Homeowners and investors alike had a good few of months to start the year. Collectively, they raked in up to $13.8 billion in profits on property sales between January and March. Roughly speaking, that works out at $230,000 of profit per head. The data, released by CoreLogic RP, reinforces the extent to which investor confidence in the market continues to rise.
As this growth continues, it bears asking where prices are heading in the long run. Is this growth sustainable long term? I think it is, and I’ll explain why in a moment. But first it’s worth taking a closer look at CoreLogic’s data.
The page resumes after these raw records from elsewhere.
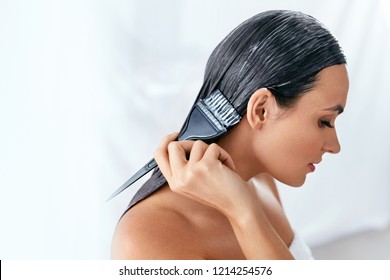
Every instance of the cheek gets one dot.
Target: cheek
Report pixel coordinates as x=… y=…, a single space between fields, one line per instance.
x=285 y=155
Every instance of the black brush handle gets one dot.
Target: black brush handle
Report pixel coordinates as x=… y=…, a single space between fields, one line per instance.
x=198 y=127
x=143 y=171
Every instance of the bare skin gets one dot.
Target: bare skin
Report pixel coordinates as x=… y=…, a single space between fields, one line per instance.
x=212 y=207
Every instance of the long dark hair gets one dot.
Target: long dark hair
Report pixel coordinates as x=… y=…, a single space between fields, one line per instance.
x=280 y=50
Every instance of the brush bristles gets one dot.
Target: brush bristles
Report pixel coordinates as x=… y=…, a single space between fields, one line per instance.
x=221 y=108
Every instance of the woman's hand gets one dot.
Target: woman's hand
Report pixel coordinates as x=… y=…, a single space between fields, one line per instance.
x=204 y=173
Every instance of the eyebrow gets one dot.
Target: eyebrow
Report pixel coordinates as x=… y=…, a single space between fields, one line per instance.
x=338 y=108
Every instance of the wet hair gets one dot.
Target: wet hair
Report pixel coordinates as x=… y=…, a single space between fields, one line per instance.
x=282 y=51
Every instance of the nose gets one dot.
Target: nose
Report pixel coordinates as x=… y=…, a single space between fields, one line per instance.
x=332 y=144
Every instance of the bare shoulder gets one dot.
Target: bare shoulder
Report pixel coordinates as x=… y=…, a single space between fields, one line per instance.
x=152 y=232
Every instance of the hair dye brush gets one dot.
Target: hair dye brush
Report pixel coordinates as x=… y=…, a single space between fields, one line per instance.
x=209 y=119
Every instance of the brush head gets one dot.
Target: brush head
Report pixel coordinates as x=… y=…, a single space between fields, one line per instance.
x=222 y=109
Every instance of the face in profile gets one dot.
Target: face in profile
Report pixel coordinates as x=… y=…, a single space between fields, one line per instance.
x=294 y=140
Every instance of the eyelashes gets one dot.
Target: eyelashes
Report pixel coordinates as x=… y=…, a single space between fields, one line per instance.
x=324 y=123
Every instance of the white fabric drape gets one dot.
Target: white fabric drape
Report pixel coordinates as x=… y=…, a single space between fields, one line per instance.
x=88 y=88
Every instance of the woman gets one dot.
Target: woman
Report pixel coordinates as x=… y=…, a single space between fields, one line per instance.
x=285 y=74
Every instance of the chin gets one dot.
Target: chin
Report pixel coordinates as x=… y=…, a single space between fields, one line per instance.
x=293 y=182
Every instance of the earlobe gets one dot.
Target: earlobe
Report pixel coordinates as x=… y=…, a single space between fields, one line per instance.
x=258 y=108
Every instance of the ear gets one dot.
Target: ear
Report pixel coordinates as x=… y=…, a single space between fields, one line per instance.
x=259 y=107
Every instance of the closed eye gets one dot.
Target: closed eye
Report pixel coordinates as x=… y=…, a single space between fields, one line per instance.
x=324 y=123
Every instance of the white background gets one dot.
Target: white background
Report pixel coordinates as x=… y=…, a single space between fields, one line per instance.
x=88 y=88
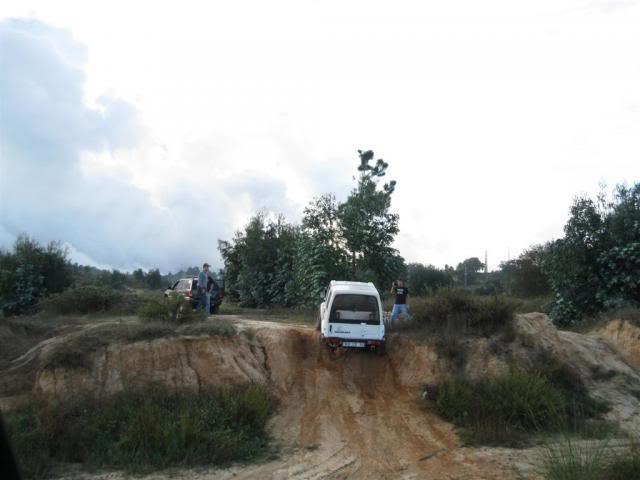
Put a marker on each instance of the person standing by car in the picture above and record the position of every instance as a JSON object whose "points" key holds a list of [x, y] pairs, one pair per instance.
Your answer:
{"points": [[204, 299], [400, 306]]}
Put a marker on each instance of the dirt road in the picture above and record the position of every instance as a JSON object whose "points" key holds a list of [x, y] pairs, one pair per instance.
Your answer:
{"points": [[347, 415]]}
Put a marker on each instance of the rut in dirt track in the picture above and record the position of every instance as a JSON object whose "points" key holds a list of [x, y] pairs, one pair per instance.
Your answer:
{"points": [[346, 415]]}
Notably, the first quarter figures showed that 91% of owners and investors made a profit on sales. On its own, this figure highlights the current strength of the property market. But it also provides a key lesson for all homeowners.
In the first three months of the year, over 30% of sellers managed to double their initial purchase price. That’s impressive considering this covers all investment periods. Naturally, the length of an investment can determine the profit once it’s sold. To have one in three sellers double their purchase price makes this achievement all the more striking.
At the same time, the length of an investment made a significant difference to profitability.
Those that held properties for an average of 10 years predominantly made a profit. Meanwhile, holding property for an average of 17 years tended to double a return on investment.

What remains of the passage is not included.